IFN-α/β production after viral infection is one of the main innate responses to the virus and also can enhance the adaptive immune response to the virus. IFN-α and -β are pleiotropic cytokines, which can antagonize the virus by inducing the expression of antiviral proteins [54, 55], including IFN-stimulated gene 15 (ISG15), 2', 5'-oligoadenylate synthetase 1 (OAS1), and MxGTPase 1 (MX1) as the best characterized examples [56]. These proteins amplify antiviral signals, degrade viral RNA and block viral mRNA transcription respectively [57–59]. Our results showed that poly(I:C) significantly increased these antiviral proteins, which may be related to the host response to viral infection. In our interaction results, MSTRG.102664.8 was significantly up-regulated and its trans-target gene IFN-β was also up-regulated, indicating that MSTRG.102664.8 may play a role in the production of downstream antiviral factors through up-regulation of IFN-β expression.

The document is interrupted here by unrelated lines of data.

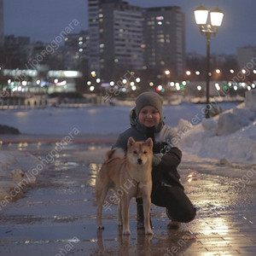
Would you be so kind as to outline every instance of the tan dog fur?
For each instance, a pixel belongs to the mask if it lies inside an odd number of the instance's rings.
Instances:
[[[130,235],[129,206],[132,197],[143,200],[145,234],[152,235],[150,227],[150,206],[152,190],[153,141],[135,142],[130,137],[127,143],[127,153],[120,155],[117,149],[107,153],[107,160],[96,176],[96,224],[103,230],[102,223],[102,205],[110,189],[118,191],[129,181],[133,186],[125,190],[119,196],[118,207],[118,224],[123,225],[123,235]],[[123,189],[124,190],[124,189]]]

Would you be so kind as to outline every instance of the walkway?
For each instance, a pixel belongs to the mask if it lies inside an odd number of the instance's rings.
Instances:
[[[44,157],[54,146],[32,143],[21,150]],[[195,166],[180,168],[198,209],[193,222],[168,230],[164,209],[153,205],[154,235],[145,236],[136,229],[132,201],[131,236],[121,236],[115,206],[103,212],[105,230],[97,232],[94,185],[100,161],[93,155],[102,153],[99,144],[64,148],[25,197],[2,209],[0,255],[255,255],[255,189],[232,189],[237,180],[197,173]]]

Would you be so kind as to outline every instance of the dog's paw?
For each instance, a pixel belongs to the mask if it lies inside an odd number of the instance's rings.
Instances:
[[[131,235],[131,231],[129,230],[125,230],[123,231],[123,235],[130,236]]]
[[[98,226],[97,229],[98,229],[99,230],[105,230],[105,228],[104,228],[103,226]]]
[[[148,229],[148,230],[145,230],[145,235],[154,235],[154,232],[152,231],[152,230]]]

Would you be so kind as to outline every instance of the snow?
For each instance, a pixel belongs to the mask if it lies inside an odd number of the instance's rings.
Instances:
[[[131,103],[131,102],[130,102]],[[79,136],[94,134],[108,138],[130,126],[133,105],[77,108],[9,109],[0,111],[1,125],[18,128],[23,134],[66,136],[76,128]],[[204,104],[183,102],[164,105],[166,123],[177,127],[183,153],[181,167],[205,173],[249,180],[256,185],[256,90],[247,93],[243,103],[222,103],[224,113],[203,119]],[[1,140],[1,139],[0,139]],[[76,153],[77,160],[102,163],[108,149],[89,148]],[[97,154],[95,154],[97,150]],[[0,147],[0,177],[8,179],[15,168],[27,172],[37,165],[29,153],[3,151]]]

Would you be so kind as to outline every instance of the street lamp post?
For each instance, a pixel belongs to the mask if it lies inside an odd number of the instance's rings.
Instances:
[[[218,26],[221,26],[224,13],[218,8],[209,11],[201,5],[194,11],[194,14],[195,22],[199,25],[201,34],[207,38],[207,108],[205,114],[206,118],[208,119],[210,118],[210,42],[211,38],[216,35]]]

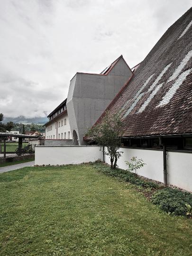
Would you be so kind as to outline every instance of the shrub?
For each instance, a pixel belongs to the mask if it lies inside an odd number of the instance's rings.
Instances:
[[[151,201],[154,204],[167,213],[175,215],[186,215],[186,204],[192,205],[192,194],[177,189],[166,188],[155,192]]]
[[[98,171],[112,177],[120,178],[123,180],[134,184],[137,186],[142,186],[146,188],[154,188],[158,187],[157,184],[151,181],[146,181],[128,170],[122,169],[110,169],[110,167],[103,164],[97,163],[94,165]]]
[[[146,164],[143,162],[143,159],[137,159],[137,156],[133,156],[131,159],[131,162],[126,161],[125,163],[128,166],[128,171],[134,172],[136,177],[137,175],[137,170],[143,167],[144,165],[146,165]]]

After poly(I:C) stimulation, ISG15 increased significantly and the corresponding MSTRG.102664.8, MSTRG.137189.4, MSTRG.39626.1, MSTRG.68469.1 increased significantly; but, MSTRG.153189.1 decreased significantly, indicating that ISG15 was regulated by multiple lncRNAs at the same time. LncRNAs play an important regulatory role in the fight between virus and host, involving the transcription of virus and host genes, stability and translation of mRNAs and the antiviral response of the host [60, 61].